Thursday, 18 December 2014: 5:30 PM
Benjamin M Sanderson, National Center for Atmospheric Research, Boulder, CO, United States, Claudia Tebaldi, Climate Central, Princeton, NJ, United States, Reto Knutti, ETH Swiss Federal Institute of Technology Zurich, Zurich, Switzerland and Keith W Oleson, NCAR, Boulder, CO, United States
Abstract:
It has recently been demonstrated that when considering timescales of up to 50 years, natural variability may play an equal role to anthropogenic forcing on subcontinental trends for a variety of climate indicators. Thus, for many questions assessing climate impacts on such time and spatial scales, it has become clear that a significant number of ensemble members may be required to produce robust statistics (and especially so for extreme events). However, large ensemble experiments to date have considered the role of variability in a single scenario, leaving uncertain the relationship between the forced climate trajectory and the variability about that path.

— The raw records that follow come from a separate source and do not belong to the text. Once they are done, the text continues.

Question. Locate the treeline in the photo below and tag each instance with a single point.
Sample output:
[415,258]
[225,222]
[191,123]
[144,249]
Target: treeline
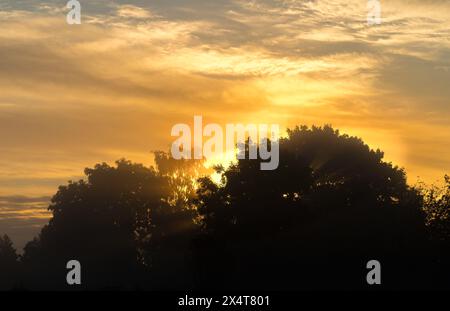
[332,205]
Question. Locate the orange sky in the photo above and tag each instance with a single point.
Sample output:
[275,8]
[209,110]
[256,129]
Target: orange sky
[75,95]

To address this issue, we present a new, publicly available, 15 member initial condition ensemble of 21st century climate projections for the RCP 4.5 scenario using the CESM1.1 Earth System Model, which we propose as a companion project to the existing 40 member CESM large ensemble which uses the higher greenhouse gas emission future of RCP8.5. This provides a valuable data set for assessing what societal and ecological impacts might be avoided through a moderate mitigation strategy in contrast to a fossil fuel intensive future.
We present some early analyses of these combined ensembles to assess to what degree the climate variability can be considered to combine linearly with the underlying forced response. In regions where there is no detectable relationship between the mean state and the variability about the mean trajectory, then linear assumptions can be trivially exploited to utilize a single ensemble or control simulation to characterize the variability in any scenario of interest. We highlight regions where there is a detectable nonlinearity in extreme event frequency, how far in the future they will be manifested and propose mechanisms to account for these effects.